2.1.3 Some Common Graph Terminologies

A graph is an abstract model of a network structure. Many applications, for example, social media networks, web pages, computer networks, and transportation networks, use these connectivity structures. In these applications, a fundamental operation is to traverse the graphs. Several graph algorithms are available to perform this operation (Mallawaarachchi, 2020). When applying graph theory in practice, we often come across these graph terminologies (Goodrich & Tamassis, 2014):

  • A vertex (or node) of a graph is an object that can connect to other objects.
  • An isolated vertex is a vertex that does not connect to any other vertices in the graph.
  • An edge is a connection between the vertices. An edge can be uni-directional or bi-directional.
  • A pair of parallel edges are two edges that have the same end vertices. For example, two uni-directional edges are parallel if they have the same source and destination.
  • A self-loop is an edge that connects a vertex to itself.
  • A weighted edge is an edge that associates a weight.
  • A graph is a data structure that consists of a finite set of vertices (or nodes) and edges connecting these vertices. Thus, a graph represents connections or relationships between pairs of objects.
  • An undirected graph is a graph in which all edges are bi-directional.
  • A directed graph, also called a digraph, is one whose edges are all directed.
  • A mixed graph is a graph that has both directed and undirected edges.
  • A weighted graph is a graph in which each edge associates a weight.
  • An unweighted graph is a graph in which each edge has no weights.
  • Adjacent vertices of a vertex are those vertices that connect to that vertex by edges.
  • An edge is an incident to a vertex if the vertex is one of the edge’s endpoints.
  • The order of a graph is the number of vertices in the graph.
  • The size of a graph is the number of edges in the graph.
  • The degree of a vertex is the number of edges incident to the vertex.
  • The outgoing edges (or out-degree) of a vertex are the directed edges whose source is that vertex.
  • The incoming edges (or in-degree) of a vertex are the directed edges whose destination is that vertex.
  • A path is a sequence of consecutive vertices. A simple path does not contain repeated vertices.
  • A cycle is a simple path where the last vertex is the same as the first.

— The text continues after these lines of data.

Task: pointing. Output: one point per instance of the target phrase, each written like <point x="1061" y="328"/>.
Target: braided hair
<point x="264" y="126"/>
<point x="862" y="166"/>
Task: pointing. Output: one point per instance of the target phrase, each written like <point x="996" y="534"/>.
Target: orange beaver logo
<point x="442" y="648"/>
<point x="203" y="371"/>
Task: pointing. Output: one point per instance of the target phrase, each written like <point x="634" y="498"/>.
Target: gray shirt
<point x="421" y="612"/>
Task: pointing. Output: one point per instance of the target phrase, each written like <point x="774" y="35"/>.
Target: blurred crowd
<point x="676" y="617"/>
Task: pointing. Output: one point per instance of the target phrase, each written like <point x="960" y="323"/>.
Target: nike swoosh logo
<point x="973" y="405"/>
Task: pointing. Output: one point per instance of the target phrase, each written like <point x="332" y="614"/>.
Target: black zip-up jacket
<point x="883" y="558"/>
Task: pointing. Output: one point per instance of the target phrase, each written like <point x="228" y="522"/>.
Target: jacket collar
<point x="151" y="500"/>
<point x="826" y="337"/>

Traversing the edges and vertices of a graph is a fundamental operation. We can examine all vertices and edges on the graph through a traversal. If the time spent on the traversal is proportional to the order and size of the graph, the traversal is efficient. We often use two traversal algorithms to visit nodes on a graph. They are depth-first search (DFS) and breadth-first search (BFS).

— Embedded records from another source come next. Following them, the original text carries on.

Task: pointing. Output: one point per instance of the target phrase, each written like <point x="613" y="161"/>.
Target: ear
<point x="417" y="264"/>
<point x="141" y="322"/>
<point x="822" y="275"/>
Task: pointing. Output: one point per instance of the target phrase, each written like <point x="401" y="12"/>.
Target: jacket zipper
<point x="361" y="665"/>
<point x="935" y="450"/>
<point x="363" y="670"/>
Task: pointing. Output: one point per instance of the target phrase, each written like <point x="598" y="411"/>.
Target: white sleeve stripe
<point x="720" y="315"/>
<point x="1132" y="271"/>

2.2 Depth-First Search Algorithm and Implementation

The depth-first search (DFS) algorithm traverses a graph using the backtracking technique to avoid getting stuck. When performing DFS, we begin at a specific starting node and then move to one destination of the start node. Then, the destination node becomes a new start node. We continue the process and move along a path. If we discover a dead end, we return to the previous node and look for an alternative path. If there is no alternative path, we continue to move backward one more node until we find an alternative path. The backtracking may lead us back to the start node. The process terminates when there are no more unvisited edges incidents on the start node.

2.2.1 Algorithm

When implementing DFS, we can use a stack data structure to support backtracking. We perform the insertion and deletion of an element only from one side of the stack. In that case, the stack follows the LIFO (Last In First Out) principle, i.e., the element inserted at last is the first element to come out. Additionally, we need to keep track of the visited nodes. The DFS algorithm works as follows:

  1. Begin at a specific starting node, call it the current node, and add the current node to the visited node list.
  2. Push all the current node's destination nodes into a stack.
  3. The node at the top of the stack becomes the current node. Then, take the current node from the stack and add it to the visited node list.
  4. Push all the current node's destination nodes not in the visited node list into the stack.
  5. Repeat steps 3 and 4 until the stack is empty.

2.2.2 Explanation

We want to apply DFS to explore all nodes in the simple web graph, as shown in Figure 1. Table 1 illustrates the step-by-step process to implement the DFS.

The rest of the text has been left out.